Ярость, исказившая его черты, заставила меня вспомнить моего отца, и признаюсь, я даже испытал мгновенную вспышку гордости. Словно между дедом и внуком вдруг установилась связь через некий мост, обладающий жизненной силой и перекинутый через реку с неспешными водами, такими неспешными, что кажется, будто они вовсе не движутся, а они и вправду не движутся или, вернее, медленно текут то вперед, то назад, потому что течь им некуда. И в этой цепочке, состоявшей из трех мужчин, им двоим выпало быть берегами, а мне – рекой.

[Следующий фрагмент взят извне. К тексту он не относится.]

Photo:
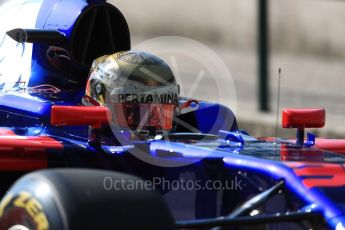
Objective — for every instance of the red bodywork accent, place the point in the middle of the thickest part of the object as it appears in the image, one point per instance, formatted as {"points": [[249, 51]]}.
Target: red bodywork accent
{"points": [[330, 175], [19, 153], [94, 116], [303, 118], [6, 132]]}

Я сослался на решение судьи. Никита выругался:

– Сука!

– Ты что, и с матерью на таком же языке разговариваешь?

Он не ответил. По его мнению, женщины всегда помогают друг другу, чтобы напакостить мужчинам, а я должен был это знать и учитывать.

– Выбрать можно адвоката, а судью – нельзя, – возразил я. И потом добавил: – Нравится нам это или нет, но они защищают интересы несовершеннолетних.

– Да? Только вот моим мнением никто почему-то не поинтересовался.

Сердито сдвинув брови, Никита твердил, что я оставил его одного с матерью, которую он снова принялся обзывать разными непристойными словами. Сказал, что терпеть ее не может, ненавидит, и все тут.

– Не смей так говорить!

Он огрызнулся:

– Я буду говорить то, что захочет моя задница. – И еще раз повторил, что ненавидит мать и не сегодня завтра смоется из дому.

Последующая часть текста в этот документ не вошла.